Finding an effective way to lose weight is an amazing feeling, especially as your clothes start to feel looser and you have more energy overall.
But, at some point or another, everybody hits a plateau with weight loss. Normally, this happens well before you’ve hit your weight loss target.
So, what do you do?
Figuring out how to break through a weight loss plateau can often seem overwhelming – particularly as you’re probably already following healthy approaches overall. After all, you’ve got this far with weight loss.
But, as frustrating as they are, a weight loss plateau doesn’t have to be the end of your journey. Instead, this issue is a time to step back, reassess and figure out new strategies.
Thankfully, there are many ways to ensure you continue to lose weight and reach your overall goals.
Tips to Break Through a Weight Loss Plateau
In this post, we are mostly going to talk about one overall technique for getting past stalled weight loss – which is the idea of intermittent fasting. This is a powerful approach and is worth seriously considering, even if you have never tried or considered it previously.
But first, we’re going to consider some general approaches. Most of these work well in conjunction with intermittent fasting and may also help to solve the problem in their own right.
Adjust Your Energy Intake. We don’t advocate calorie-restricted diets, as they tend to be ineffective in the long-term and frustrating to follow. However, being aware of your energy intake is important. In particular, larger people tend to need more energy.
As such, your energy intake needs to decrease as you lose weight. So, if you hit a weight loss plateau, it could be because you’re still eating as much as you did when you first started losing weight.
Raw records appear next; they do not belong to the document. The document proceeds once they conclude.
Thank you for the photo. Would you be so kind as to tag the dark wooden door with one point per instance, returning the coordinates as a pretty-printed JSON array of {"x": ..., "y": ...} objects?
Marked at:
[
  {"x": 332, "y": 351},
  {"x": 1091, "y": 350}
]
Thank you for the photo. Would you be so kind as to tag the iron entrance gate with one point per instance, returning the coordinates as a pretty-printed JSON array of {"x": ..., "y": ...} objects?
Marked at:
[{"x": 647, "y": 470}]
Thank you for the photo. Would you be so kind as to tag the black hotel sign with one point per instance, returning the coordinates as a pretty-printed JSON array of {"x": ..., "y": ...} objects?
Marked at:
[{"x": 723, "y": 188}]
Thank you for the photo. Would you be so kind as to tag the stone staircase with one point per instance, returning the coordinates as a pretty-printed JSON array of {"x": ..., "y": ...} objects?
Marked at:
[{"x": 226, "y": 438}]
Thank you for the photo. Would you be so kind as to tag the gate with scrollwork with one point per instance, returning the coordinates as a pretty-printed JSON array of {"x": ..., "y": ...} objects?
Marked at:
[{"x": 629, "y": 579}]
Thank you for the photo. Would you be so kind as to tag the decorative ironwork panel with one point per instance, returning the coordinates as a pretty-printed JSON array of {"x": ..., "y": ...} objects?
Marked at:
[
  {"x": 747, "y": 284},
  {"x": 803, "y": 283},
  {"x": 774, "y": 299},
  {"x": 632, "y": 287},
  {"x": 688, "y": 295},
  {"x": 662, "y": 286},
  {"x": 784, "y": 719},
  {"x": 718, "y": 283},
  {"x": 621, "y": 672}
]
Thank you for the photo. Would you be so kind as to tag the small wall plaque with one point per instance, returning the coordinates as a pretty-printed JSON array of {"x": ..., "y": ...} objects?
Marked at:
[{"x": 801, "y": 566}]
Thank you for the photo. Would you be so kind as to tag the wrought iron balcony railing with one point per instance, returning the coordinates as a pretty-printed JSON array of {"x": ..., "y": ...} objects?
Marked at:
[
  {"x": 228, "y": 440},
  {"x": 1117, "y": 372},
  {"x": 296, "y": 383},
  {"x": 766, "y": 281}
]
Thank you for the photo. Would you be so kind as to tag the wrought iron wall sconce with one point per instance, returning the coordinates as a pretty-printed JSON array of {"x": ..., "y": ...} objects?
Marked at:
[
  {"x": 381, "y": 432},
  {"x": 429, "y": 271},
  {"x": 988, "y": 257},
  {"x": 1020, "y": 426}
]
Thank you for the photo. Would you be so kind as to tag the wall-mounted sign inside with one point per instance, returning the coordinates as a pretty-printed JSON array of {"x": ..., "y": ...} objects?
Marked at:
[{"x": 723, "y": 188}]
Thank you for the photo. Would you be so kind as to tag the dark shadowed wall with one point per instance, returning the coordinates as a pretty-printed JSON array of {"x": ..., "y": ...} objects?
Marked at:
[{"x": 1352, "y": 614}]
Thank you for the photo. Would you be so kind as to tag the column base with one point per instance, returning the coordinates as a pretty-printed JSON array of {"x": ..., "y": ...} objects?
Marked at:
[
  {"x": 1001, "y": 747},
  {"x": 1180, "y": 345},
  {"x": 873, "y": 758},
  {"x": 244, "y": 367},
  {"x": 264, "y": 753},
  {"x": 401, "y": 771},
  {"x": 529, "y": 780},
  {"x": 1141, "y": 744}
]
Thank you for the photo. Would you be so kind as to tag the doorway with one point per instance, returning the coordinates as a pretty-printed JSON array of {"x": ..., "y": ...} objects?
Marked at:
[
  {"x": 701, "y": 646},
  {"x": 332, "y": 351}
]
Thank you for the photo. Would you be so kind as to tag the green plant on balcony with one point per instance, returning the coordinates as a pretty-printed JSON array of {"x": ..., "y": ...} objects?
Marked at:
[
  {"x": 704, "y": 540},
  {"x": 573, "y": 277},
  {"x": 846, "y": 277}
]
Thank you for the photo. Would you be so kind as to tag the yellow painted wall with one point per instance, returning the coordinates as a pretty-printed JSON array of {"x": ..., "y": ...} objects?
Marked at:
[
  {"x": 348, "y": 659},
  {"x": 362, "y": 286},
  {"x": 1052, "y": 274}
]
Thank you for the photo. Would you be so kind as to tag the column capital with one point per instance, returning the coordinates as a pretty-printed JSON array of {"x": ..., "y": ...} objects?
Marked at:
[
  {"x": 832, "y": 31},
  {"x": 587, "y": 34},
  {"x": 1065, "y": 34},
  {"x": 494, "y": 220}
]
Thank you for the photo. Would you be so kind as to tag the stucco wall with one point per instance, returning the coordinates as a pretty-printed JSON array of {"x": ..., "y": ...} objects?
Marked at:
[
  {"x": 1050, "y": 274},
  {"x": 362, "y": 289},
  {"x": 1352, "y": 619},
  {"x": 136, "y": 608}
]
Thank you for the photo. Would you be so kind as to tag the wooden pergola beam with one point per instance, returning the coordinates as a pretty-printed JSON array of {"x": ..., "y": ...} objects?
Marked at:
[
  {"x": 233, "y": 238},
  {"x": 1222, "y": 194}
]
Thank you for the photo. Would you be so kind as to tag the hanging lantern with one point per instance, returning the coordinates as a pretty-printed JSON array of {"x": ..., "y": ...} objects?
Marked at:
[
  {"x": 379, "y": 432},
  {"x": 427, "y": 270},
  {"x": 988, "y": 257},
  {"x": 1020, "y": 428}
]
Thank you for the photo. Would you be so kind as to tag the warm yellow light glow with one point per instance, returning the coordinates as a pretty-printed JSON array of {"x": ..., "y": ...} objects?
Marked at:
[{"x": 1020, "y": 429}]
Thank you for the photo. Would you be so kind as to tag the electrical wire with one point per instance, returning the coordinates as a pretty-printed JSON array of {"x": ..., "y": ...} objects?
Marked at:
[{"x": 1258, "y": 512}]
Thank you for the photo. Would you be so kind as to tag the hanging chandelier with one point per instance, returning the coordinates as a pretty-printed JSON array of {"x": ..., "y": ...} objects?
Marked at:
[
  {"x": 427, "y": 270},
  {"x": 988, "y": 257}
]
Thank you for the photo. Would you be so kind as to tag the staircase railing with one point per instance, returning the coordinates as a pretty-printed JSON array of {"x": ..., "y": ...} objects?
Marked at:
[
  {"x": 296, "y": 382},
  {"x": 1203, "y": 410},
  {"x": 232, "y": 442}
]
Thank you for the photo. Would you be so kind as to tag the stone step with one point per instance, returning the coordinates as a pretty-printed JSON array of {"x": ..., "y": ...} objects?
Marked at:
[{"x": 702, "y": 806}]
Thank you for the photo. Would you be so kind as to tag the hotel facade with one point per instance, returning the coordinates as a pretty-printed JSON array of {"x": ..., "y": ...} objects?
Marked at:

Drink More Water. Water is critical for weight loss and for health in general. Many of us don’t actually consume enough of it and drinking more is a powerful weight loss tool. If you’re not fond of plain water, you can try options like lemon water or some of these healthy water variations.
Get Enough Fiber. Fiber is another important area for weight loss and also plays a role in how full you feel. It’s easy to be lacking in fiber but you can improve this area by focusing on whole foods, particularly vegetables. Many plant-based protein options can also act as a good source of fiber.
Practice Good Sleep Habits. With our busy and stressful society, sleep is one area that often gets compromised. Indeed, around 33% of working people in the United States get no more than 6 hours of sleep a night (1). Yet, sleep is critical to good health and to weight loss (2,3,4). In many cases, you can make small changes to improve the quality and quantity of sleep.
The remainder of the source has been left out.